Good morning everybody.

We are currently in the chapter on image reconstruction.

In particular, we are considering computed tomography principles abbreviated by CT.

This is a very important technique that allows us to do 3D reconstructions from X-ray images.

In terms of the storyline of this lecture, so far we considered pre-processing algorithms.

What can we do with single images to enhance their appearance?

Then we take multiple images and try to do a reconstruction from multiple images.

That's where we are currently.

The core of the computed tomography reconstruction algorithms is Bayer's law.

Bayer's law is not associated with alcoholic beverages at all.

That's the name of the guy who did that.

Bayer's law tells us that the observed intensity at a certain pixel is the original intensity that we observe at the X-ray tube.

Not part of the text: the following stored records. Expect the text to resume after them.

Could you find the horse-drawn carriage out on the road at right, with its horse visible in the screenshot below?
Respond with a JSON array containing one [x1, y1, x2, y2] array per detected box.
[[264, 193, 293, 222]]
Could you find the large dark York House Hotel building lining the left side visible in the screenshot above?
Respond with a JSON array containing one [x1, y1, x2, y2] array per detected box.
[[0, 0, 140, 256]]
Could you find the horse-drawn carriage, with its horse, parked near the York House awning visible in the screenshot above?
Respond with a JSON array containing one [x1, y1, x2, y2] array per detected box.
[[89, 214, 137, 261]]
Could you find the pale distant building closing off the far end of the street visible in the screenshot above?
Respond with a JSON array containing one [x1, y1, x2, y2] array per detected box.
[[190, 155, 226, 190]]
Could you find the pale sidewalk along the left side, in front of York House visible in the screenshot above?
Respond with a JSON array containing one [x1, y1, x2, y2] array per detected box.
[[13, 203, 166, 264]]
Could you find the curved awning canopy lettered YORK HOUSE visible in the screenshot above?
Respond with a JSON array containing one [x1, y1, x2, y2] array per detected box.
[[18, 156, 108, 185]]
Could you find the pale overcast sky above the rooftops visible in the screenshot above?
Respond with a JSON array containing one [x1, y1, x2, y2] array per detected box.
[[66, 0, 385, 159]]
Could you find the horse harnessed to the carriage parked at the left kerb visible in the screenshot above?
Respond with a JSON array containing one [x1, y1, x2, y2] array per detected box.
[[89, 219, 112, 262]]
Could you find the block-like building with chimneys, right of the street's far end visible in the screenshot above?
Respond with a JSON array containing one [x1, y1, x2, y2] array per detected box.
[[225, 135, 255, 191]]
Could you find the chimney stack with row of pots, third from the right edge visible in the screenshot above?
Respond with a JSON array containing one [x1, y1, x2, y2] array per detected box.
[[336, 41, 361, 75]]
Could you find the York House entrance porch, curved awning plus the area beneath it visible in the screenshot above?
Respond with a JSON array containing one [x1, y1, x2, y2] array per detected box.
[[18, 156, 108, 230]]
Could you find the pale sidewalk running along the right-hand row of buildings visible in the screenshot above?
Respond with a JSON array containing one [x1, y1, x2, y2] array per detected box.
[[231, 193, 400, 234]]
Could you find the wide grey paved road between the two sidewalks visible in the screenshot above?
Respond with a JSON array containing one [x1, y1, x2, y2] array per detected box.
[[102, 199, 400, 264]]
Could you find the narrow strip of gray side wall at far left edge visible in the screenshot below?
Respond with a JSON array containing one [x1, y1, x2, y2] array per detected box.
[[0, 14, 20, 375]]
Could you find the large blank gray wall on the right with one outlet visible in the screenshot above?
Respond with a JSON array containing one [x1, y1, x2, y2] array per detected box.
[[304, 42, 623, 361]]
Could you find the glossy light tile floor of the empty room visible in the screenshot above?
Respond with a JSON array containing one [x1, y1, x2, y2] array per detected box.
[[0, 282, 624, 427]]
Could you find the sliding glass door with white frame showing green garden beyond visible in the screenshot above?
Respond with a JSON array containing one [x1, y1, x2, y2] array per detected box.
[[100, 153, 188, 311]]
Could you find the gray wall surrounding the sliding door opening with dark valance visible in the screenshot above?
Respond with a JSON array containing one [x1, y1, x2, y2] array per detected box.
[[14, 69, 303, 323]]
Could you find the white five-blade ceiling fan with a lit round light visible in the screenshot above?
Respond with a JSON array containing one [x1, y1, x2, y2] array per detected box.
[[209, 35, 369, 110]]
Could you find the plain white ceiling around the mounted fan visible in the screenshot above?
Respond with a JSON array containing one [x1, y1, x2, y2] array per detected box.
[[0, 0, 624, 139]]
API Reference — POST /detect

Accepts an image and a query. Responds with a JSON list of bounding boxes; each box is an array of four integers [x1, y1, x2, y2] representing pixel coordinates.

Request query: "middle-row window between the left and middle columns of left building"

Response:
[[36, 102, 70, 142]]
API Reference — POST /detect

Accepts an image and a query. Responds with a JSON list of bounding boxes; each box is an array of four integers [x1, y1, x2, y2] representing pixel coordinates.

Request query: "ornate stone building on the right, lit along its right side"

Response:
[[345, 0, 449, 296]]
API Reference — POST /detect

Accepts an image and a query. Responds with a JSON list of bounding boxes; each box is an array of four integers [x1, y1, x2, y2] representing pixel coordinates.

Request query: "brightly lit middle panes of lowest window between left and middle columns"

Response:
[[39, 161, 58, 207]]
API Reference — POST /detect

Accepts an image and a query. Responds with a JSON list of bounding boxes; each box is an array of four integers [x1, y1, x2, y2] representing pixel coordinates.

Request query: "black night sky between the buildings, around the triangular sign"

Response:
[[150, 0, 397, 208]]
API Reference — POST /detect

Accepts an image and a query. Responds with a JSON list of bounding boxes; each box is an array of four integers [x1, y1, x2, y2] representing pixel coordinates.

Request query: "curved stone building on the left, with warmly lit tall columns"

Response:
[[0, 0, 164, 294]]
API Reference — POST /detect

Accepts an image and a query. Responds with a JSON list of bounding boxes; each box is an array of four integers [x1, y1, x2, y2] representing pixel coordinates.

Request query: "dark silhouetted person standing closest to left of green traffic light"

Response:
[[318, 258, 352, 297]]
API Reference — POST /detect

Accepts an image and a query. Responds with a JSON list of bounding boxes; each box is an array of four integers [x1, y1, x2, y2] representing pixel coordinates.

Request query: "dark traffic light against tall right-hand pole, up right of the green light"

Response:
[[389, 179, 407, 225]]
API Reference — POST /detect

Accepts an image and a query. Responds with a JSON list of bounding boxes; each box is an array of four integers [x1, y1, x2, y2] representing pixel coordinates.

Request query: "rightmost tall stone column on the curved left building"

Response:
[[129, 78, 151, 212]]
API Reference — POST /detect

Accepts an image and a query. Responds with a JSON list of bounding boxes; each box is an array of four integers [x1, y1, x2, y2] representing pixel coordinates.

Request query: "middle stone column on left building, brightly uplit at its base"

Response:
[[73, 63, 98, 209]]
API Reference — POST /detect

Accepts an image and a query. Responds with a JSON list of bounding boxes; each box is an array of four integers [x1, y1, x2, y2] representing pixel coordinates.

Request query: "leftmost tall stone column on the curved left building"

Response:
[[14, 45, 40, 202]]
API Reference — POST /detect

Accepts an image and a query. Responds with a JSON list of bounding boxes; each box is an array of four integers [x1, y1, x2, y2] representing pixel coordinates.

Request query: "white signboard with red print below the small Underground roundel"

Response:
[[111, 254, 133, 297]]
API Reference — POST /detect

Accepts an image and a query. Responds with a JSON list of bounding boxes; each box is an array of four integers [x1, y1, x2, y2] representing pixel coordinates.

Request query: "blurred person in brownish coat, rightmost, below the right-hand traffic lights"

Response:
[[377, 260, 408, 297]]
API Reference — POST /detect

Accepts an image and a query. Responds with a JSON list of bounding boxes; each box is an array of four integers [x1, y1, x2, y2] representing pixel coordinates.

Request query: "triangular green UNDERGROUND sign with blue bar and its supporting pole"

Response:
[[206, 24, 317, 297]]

We have an exponential decay fxy and we integrate over a line dl.

This can be reformulated as logarithm I divided by I0 minus integral fxy dl.

That means for each pixel in the image we get a line integral through the function.

What type of picture do we have in mind?

If this is our xy space, if this is our object where each point here is an intensity value at position x and y.

If we consider the measurement, for instance our detector is at this place, then we measure here I.

We have here our x-ray tube I0 and then the energy, the original energy is reduced to energy I by this integral here.

That's the X-ray attenuation law for a single pixel.

Now let's continue.

Let's call this integral value here P.

P is the line integral over the two-dimensional function along a line.

Again we have P is integral fxy dl along a line.

On Thursday we have introduced Dirac's delta function that has the value 1 if the argument is 0 and 0 if any other value is used as an argument.

We can rewrite this as a double integral fxy delta.

Now we say that we consider only those points that sit on the line going through the origin.

Now we look at these projection lines here where this is the angle theta, this here is the distance 1, this here is length 1, this here is the sine theta, this is the cosine theta.

A point sits on the line that is defined by let's say this is, let me draw it again in a better way.

This is the projection line and this is the normal vector.

The normal vector we consider at the rotation angle theta.

You have the rotation angle theta and here you have your sine theta and your cosine theta here.

It's clear that a point sits on the straight line if x times cosine theta sine theta is 0.

It sits on this original line.

We can write here cosine theta plus y sine theta.

If the point xy sits on the straight line given by this normal vector going through the origin, then here we have a 0.

If this is 0, then we have the delta function at point 0.

The delta function at point 0 is 1, so we consider this function value.

For all the other points where this is not sitting on the straight line, this vector is 0.

That tells us if we integrate fx times the Dirac delta over all x and y values, we end up with a line integral.

That's the trick in this here.

We end up with a line integral.

If we look at P of S or at the projection point at detector element S, this extends to fxy delta x cosine theta plus y sine theta minus S.

Here we are.

This is dx dy.

That's the projection line.

That's the projection.

We always have to be clear about this.

This is the rotation angle of the detector element.